A disputa pública entre o senador e pré-candidato à Presidência Flávio Bolsonaro (PL-RJ) e a ex-primeira-dama Michelle Bolsonaro ganhou novos episódios nas primeiras semanas de julho de 2026, expondo uma fratura na coesão do bolsonarismo às vésperas da corrida presidencial. O atrito, que já vinha se formando desde o fim de 2025 por causa de uma aliança do PL com o ex-ministro Ciro Gomes no Ceará, tornou-se público em 24 de junho, quando Michelle divulgou vídeos nas redes sociais afirmando ter sido 'humilhada' e 'maltratada' ao telefone pelo enteado. Cinco dias depois, ela deixou a presidência do PL Mulher, dizendo priorizar os cuidados com o marido, o ex-presidente Jair Bolsonaro, que cumpre prisão domiciliar, e com a filha do casal.
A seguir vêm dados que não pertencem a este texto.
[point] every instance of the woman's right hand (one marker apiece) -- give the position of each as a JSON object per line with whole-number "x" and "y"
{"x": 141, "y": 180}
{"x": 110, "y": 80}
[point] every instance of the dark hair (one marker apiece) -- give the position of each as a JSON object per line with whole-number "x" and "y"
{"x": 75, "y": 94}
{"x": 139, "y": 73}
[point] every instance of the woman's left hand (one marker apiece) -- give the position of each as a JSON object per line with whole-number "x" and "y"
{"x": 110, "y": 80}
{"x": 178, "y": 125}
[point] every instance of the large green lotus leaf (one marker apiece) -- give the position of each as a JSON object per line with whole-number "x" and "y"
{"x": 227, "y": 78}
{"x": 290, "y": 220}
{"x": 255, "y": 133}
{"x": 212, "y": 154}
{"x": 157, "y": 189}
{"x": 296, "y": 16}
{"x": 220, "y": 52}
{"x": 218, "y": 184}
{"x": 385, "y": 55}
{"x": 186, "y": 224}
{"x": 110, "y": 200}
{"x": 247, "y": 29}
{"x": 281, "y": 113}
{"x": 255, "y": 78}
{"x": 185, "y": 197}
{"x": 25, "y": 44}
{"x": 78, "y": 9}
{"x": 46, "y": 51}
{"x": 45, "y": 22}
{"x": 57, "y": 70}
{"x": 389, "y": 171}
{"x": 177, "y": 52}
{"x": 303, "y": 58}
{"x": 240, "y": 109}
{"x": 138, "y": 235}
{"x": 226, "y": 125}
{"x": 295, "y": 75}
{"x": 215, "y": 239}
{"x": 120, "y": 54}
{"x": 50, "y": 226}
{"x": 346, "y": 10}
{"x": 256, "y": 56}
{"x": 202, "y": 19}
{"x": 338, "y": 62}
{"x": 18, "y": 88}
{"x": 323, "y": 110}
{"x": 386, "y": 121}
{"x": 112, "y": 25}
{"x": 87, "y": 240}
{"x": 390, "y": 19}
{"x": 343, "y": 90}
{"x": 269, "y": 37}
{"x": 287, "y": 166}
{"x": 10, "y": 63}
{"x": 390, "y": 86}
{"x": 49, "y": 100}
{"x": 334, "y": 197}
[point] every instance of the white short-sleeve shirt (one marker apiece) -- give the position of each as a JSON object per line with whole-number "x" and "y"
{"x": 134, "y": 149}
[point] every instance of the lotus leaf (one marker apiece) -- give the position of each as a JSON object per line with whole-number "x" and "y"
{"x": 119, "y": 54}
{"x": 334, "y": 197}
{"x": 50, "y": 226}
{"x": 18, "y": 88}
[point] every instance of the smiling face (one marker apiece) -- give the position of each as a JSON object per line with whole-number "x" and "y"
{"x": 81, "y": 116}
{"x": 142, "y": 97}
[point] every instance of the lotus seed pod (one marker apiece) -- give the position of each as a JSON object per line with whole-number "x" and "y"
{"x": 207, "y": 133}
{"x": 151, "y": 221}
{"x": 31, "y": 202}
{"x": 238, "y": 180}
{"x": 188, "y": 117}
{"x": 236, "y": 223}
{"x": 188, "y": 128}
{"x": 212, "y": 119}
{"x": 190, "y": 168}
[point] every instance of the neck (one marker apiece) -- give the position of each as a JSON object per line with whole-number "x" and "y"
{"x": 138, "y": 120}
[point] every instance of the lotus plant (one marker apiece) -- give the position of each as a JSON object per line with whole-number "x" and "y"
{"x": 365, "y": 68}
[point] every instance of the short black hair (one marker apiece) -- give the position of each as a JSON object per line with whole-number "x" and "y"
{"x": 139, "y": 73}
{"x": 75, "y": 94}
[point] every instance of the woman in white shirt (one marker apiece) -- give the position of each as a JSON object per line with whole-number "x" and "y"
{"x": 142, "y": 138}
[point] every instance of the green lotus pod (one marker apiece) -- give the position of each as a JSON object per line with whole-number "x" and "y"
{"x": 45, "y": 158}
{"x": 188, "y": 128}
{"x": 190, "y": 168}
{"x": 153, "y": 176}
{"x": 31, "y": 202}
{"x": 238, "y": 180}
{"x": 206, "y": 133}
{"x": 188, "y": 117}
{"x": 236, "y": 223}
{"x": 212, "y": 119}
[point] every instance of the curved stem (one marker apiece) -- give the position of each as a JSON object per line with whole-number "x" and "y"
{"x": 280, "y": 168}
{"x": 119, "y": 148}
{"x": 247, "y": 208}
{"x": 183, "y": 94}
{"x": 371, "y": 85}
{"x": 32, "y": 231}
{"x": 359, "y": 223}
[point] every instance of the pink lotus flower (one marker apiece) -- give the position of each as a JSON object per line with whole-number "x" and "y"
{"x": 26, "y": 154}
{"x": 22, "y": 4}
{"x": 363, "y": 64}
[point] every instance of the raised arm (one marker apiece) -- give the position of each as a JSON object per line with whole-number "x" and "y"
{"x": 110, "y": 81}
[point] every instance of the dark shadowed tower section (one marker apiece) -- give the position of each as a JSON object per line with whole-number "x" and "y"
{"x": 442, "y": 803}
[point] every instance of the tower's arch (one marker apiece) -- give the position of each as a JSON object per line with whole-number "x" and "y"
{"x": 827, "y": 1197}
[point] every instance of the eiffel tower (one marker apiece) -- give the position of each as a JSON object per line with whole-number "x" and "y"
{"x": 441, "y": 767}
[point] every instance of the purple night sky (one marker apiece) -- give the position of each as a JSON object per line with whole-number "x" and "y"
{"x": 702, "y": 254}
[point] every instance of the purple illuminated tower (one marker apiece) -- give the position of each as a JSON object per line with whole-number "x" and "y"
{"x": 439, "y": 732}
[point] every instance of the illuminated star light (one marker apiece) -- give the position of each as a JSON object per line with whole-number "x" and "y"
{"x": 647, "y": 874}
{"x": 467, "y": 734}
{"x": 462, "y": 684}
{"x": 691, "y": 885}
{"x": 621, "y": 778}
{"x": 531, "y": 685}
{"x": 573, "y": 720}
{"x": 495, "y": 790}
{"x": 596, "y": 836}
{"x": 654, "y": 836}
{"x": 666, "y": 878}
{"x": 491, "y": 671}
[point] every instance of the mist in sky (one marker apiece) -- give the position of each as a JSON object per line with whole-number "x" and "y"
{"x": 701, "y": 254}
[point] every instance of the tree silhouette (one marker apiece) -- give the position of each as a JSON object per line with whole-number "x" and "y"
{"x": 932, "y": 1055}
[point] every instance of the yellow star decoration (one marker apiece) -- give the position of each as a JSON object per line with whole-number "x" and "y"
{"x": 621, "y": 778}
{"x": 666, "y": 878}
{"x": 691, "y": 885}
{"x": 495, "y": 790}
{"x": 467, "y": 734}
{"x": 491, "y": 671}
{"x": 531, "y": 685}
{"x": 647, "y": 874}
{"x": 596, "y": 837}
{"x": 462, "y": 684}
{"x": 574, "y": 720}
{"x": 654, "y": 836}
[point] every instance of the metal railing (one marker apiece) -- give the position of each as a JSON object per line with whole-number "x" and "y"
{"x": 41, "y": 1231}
O episódio mais visível da tentativa de recompor a unidade veio em 3 de julho, quando o deputado Nikolas Ferreira dividiu o palco com Flávio no 3º Seminário Nacional de Comunicação do PL, no Rio de Janeiro, e declarou apoio público à pré-candidatura do senador, dizendo que o grupo não podia 'perder o foco' de derrotar o PT. Dias depois, em 5 de julho, partidos do Centrão que avaliavam apoiar Flávio recuaram, reflexo tanto do desgaste com Michelle quanto da revelação de uma relação do senador com o banqueiro Daniel Vorcaro, do Banco Master, preso por fraude. Em 7 de julho, uma jornalista da GloboNews revelou que pessoas próximas à equipe de Nikolas teriam ajudado a roteirizar o vídeo de Michelle contra Flávio; Nikolas negou qualquer participação no mesmo dia e afirmou que renunciaria ao mandato caso isso fosse provado. Em 9 de julho, Flávio disse esperar a participação de Michelle na campanha 'no tempo dela', enquanto o presidente do PL, Valdemar Costa Neto, afirmou que trabalharia pelos próximos 20 dias, até a convenção nacional do partido em 25 de julho, em São Paulo, para reaproximar os dois.
A cobertura, porém, diverge no enquadramento do episódio. Veículos de esquerda, como Revista Fórum, Le Monde Diplomatique Brasil, Carta Capital e Diário do Centro do Mundo, descreveram a crise como sintoma de fraturas estruturais mais profundas no bolsonarismo, sugerindo que a perda do capital político de Michelle entre mulheres e evangélicos fragiliza eleitoralmente Flávio, e tratando a reaproximação como tentativa de conter danos à pré-campanha. A cobertura de centro, como CNN Brasil, Poder360 e agências de notícias, relatou as falas de Flávio, Nikolas e Valdemar sem atribuir intenção política ao conflito, concentrando-se no calendário partidário e nas declarações oficiais de cada um. Já a cobertura de direita, concentrada na Veja, deu espaço a críticas internas ao próprio campo bolsonarista, como as do ex-ministro Ricardo Salles, que classificou a omissão de Flávio diante dos ataques a Michelle como um erro pessoal, sem atribuir a crise a uma fragilidade ideológica do movimento.
Ainda não está confirmado se a equipe de Nikolas de fato participou da produção do vídeo de Michelle, informação que segue sendo negada pelo deputado. Também não se sabe se Michelle manterá a candidatura ao Senado pelo Distrito Federal, nem se voltará a apoiar publicamente a campanha presidencial de Flávio antes da convenção do PL, marcada para 25 de julho.